Blogger: Rachel Kent
Last weekend, I took my kids to a release party for a new book at our local Barnes & Noble. I had seen the advertisement for the release party in the e-newsletter I am subscribed to. My daughter got some of the Wings of Fire series, by Tui T. Sutherland, for Christmas and has really gotten into it. It’s a book series about dragons and it is a little advanced for her, but she’s reading them and is excited about them and that makes me very proud. She is in 1st grade and these books are 5th grade level. She can read them with very little help from me! (<–Please excuse the mom brag.)
For the launch, the publisher (Scholastic) had provided a craft, tattoos, buttons, items for a scavenger hunt, a game, and a trivia sheet. They also sent a hat as a prize for the scavenger hunt winner. An older boy was able to win that hat and I was glad he got it because it was obvious he had read the whole series and was excited about this new book. 🙂 A young lady there–I’d guess she is 14–had read all of the books too, and she was so excited and was talking to my daughter about how she started the books when she was 7-years-old. This was inspiring to my 7-year-old daughter because this older girl was pretty cool! It warmed my heart to see them talking about the books together.
This type of party is something that can only happen at a brick & mortar bookstore. You can’t have a release like this through Amazon.com or any other online retailer. We ended up buying four books while we were at the store, so the party did its job in our case, anyway. We went and had fun, but also spent some money to support the store, publisher, and author. There were only about 10 kids in attendance, and this made me sad. It was a fun event and I know there are a lot of fans of these books out there. It did make me wonder if the current health scare kept people away.

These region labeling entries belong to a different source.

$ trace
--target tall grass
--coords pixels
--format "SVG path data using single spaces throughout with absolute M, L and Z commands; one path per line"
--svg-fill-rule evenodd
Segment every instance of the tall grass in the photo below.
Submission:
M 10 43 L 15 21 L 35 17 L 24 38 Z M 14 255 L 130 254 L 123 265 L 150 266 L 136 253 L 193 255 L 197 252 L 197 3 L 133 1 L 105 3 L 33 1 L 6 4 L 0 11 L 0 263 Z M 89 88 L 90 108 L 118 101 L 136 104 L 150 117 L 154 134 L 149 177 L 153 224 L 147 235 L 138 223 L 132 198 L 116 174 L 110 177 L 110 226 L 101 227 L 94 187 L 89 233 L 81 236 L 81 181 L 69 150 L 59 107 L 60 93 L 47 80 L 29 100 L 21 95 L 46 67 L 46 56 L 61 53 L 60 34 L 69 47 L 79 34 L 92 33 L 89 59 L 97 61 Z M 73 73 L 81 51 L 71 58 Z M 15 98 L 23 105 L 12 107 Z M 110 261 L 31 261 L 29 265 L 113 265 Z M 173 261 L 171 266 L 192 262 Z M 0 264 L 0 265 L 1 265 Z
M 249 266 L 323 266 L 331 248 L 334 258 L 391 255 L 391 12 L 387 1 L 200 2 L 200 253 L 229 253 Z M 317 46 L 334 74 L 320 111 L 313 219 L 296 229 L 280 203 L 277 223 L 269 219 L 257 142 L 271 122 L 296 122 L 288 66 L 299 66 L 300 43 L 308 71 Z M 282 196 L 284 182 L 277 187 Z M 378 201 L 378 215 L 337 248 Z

So all this to say, a “real” bookstore is a magical place!
It’s a place you can enjoy celebrating books you love.
It’s a place you can find others who enjoy the same books you do.

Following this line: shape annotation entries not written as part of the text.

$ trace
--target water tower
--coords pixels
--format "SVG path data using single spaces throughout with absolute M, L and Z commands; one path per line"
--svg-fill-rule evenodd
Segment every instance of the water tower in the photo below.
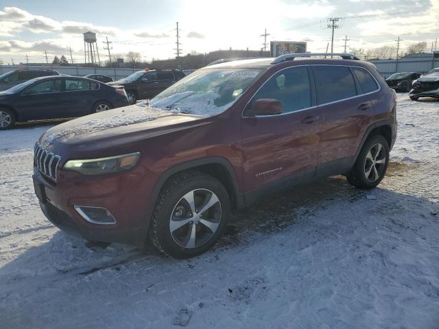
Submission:
M 97 58 L 96 58 L 96 54 L 97 54 Z M 96 34 L 90 31 L 84 34 L 84 58 L 85 64 L 101 65 L 96 42 Z

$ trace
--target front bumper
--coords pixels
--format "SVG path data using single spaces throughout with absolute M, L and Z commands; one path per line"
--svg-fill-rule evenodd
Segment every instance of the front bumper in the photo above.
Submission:
M 60 230 L 87 240 L 143 245 L 150 219 L 146 216 L 148 186 L 141 184 L 141 167 L 97 178 L 64 171 L 55 184 L 34 167 L 36 194 L 47 219 Z M 75 210 L 75 205 L 105 208 L 117 221 L 111 225 L 90 223 Z
M 439 98 L 439 89 L 432 90 L 421 90 L 419 89 L 412 89 L 409 93 L 409 96 L 414 97 L 434 97 Z

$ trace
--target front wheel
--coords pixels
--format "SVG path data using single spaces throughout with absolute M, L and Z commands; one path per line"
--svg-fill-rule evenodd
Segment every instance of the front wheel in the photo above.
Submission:
M 15 114 L 8 108 L 0 108 L 0 130 L 12 128 L 15 124 Z
M 198 171 L 177 174 L 165 184 L 152 215 L 150 238 L 165 254 L 188 258 L 218 241 L 230 212 L 224 186 Z
M 389 144 L 383 136 L 374 136 L 363 145 L 348 181 L 355 187 L 373 188 L 384 178 L 388 164 Z
M 133 91 L 127 91 L 126 95 L 128 97 L 130 104 L 135 104 L 137 101 L 137 95 Z
M 93 106 L 93 113 L 99 113 L 99 112 L 108 111 L 111 109 L 111 105 L 108 101 L 97 101 Z

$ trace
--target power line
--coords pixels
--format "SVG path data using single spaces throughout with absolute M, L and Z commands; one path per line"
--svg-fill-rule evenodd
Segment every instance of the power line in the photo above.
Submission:
M 344 53 L 346 53 L 346 44 L 348 41 L 349 41 L 351 39 L 348 39 L 348 36 L 346 35 L 344 39 L 342 39 L 344 41 Z
M 178 22 L 177 22 L 177 28 L 176 29 L 176 30 L 177 31 L 177 35 L 176 36 L 177 37 L 177 42 L 176 42 L 176 45 L 177 45 L 177 48 L 175 49 L 174 50 L 176 50 L 176 55 L 177 55 L 177 58 L 178 58 L 180 57 L 180 55 L 182 53 L 181 49 L 180 49 L 180 45 L 181 45 L 181 43 L 180 43 L 180 34 L 179 32 L 180 31 L 180 29 L 178 28 Z
M 399 42 L 401 41 L 401 40 L 399 38 L 399 37 L 398 37 L 398 40 L 395 40 L 395 41 L 396 41 L 396 42 L 398 42 L 396 45 L 396 67 L 395 68 L 395 72 L 398 72 L 398 57 L 399 56 Z
M 73 64 L 73 56 L 71 56 L 72 50 L 70 47 L 69 47 L 69 49 L 67 50 L 67 51 L 70 53 L 70 60 L 71 61 L 71 64 Z
M 47 51 L 44 51 L 44 57 L 46 58 L 46 64 L 49 64 L 49 60 L 47 59 Z
M 332 29 L 332 36 L 331 38 L 331 53 L 334 52 L 334 29 L 338 29 L 340 27 L 340 25 L 336 24 L 340 19 L 343 19 L 341 17 L 331 17 L 331 19 L 328 19 L 328 21 L 331 22 L 328 24 L 328 28 Z M 333 56 L 331 55 L 331 58 L 333 58 Z
M 267 33 L 267 29 L 265 29 L 265 32 L 263 34 L 261 34 L 260 36 L 263 36 L 263 51 L 267 51 L 267 36 L 270 36 L 270 33 Z
M 112 47 L 111 48 L 110 48 L 110 44 L 112 43 L 112 41 L 108 41 L 108 37 L 106 36 L 106 38 L 107 39 L 106 41 L 104 41 L 104 43 L 106 43 L 107 44 L 107 47 L 106 48 L 105 47 L 104 47 L 104 50 L 108 50 L 108 58 L 110 59 L 110 66 L 112 66 L 112 64 L 111 64 L 111 54 L 110 53 L 110 49 L 112 49 Z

It’s a place you can be inspired to continually grow in your love of reading.
It’s a place where you can browse and leave with books you have never heard of before.
We love our local bookstores and are so thankful that there is a new push to do events like this. I appreciate that the publisher and Barnes & Noble put this together for the author’s release.

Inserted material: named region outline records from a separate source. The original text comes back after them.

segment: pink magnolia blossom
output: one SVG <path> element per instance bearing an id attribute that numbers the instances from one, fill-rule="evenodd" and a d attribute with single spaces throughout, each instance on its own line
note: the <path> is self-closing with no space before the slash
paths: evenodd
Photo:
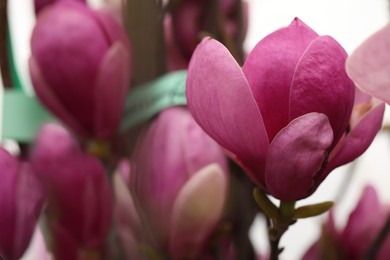
<path id="1" fill-rule="evenodd" d="M 365 40 L 347 59 L 347 73 L 363 92 L 390 104 L 390 25 Z"/>
<path id="2" fill-rule="evenodd" d="M 206 38 L 190 62 L 188 107 L 258 186 L 302 199 L 381 127 L 384 105 L 355 93 L 346 58 L 333 38 L 297 18 L 261 40 L 243 68 Z"/>
<path id="3" fill-rule="evenodd" d="M 78 259 L 78 251 L 98 250 L 105 243 L 112 215 L 103 165 L 55 124 L 39 131 L 31 163 L 48 201 L 47 223 L 56 259 Z"/>
<path id="4" fill-rule="evenodd" d="M 75 1 L 52 4 L 38 16 L 31 38 L 38 98 L 83 137 L 113 135 L 129 87 L 129 46 L 110 16 Z"/>
<path id="5" fill-rule="evenodd" d="M 43 192 L 29 164 L 0 148 L 0 258 L 19 259 L 42 209 Z"/>
<path id="6" fill-rule="evenodd" d="M 381 203 L 375 189 L 367 186 L 346 226 L 338 230 L 331 212 L 321 238 L 310 247 L 303 259 L 364 259 L 389 214 L 389 205 Z M 390 237 L 387 237 L 375 259 L 385 260 L 389 255 Z"/>
<path id="7" fill-rule="evenodd" d="M 147 245 L 170 259 L 198 259 L 227 196 L 221 148 L 185 108 L 169 108 L 114 177 L 118 231 L 129 259 Z"/>

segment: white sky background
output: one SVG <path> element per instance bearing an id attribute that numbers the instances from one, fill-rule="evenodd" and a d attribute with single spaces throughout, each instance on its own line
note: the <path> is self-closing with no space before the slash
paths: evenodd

What is your favorite bookstore memory?
Do you still have a local bookstore nearby? When was the last time you were there?
I do miss going out to eat,
and excursions to the mall.
I miss the friends that we would meet,
but I miss bookstores most of all,
for they were happy gracious spaces
where I could fain be lost
in far-distant magic places,
a rock that God had tossed
to follow aisles and serried rows
of book-spines calling out to me
with desert heats and alpine snows
and a promise of lucidity
that might help me understand;
books change the heart to change the man.
One of my favorite things from the past year has been partnering with a local independent bookstore for my own speaking engagements. Instead of buying large quantities of my book to sell at events, I have her sell my book – I don’t then see proceeds from it, but it ultimately counts toward paying off my advance and earning royalties, plus it establishes a long-lasting relationship. All you author types out there, I encourage you to do this as well!
Our family loves books. During every vacation, depending on our finances, we’d take an afternoon and visit a bookstore or library. Each family member would walk to the stack that interested them pull volumes from the shelf and either sit in the aisle or a nearby chair to read. Our kids have grown up knowing this is part of a vacation. Their rooms are stuffed with books…so is mine. Hubby has the motherload in the family room bookshelf collection. 😉
Kristen Joy Wilks
That sounds so so fun! My 14-year-old has been reading these for years and really loves them. Our tiny local bookstore also has events, which is so fabulous!
Love this Rachel! So glad to hear your daughter is finding enjoyment with books. Many kids find it a struggle, and on top of it, texting & social media has kind of ‘elbowed out’ reading beautiful hand-held books. My mother started reading to me as soon as I could speak a few words; “Twas the Night Before Christmas”–and soon she’d leave out words that I needed to fill in. From there, I read them myself. Loved school libraries…and have hung out in our B&N with crit group for yrs. Still a blessing in our family’s lives.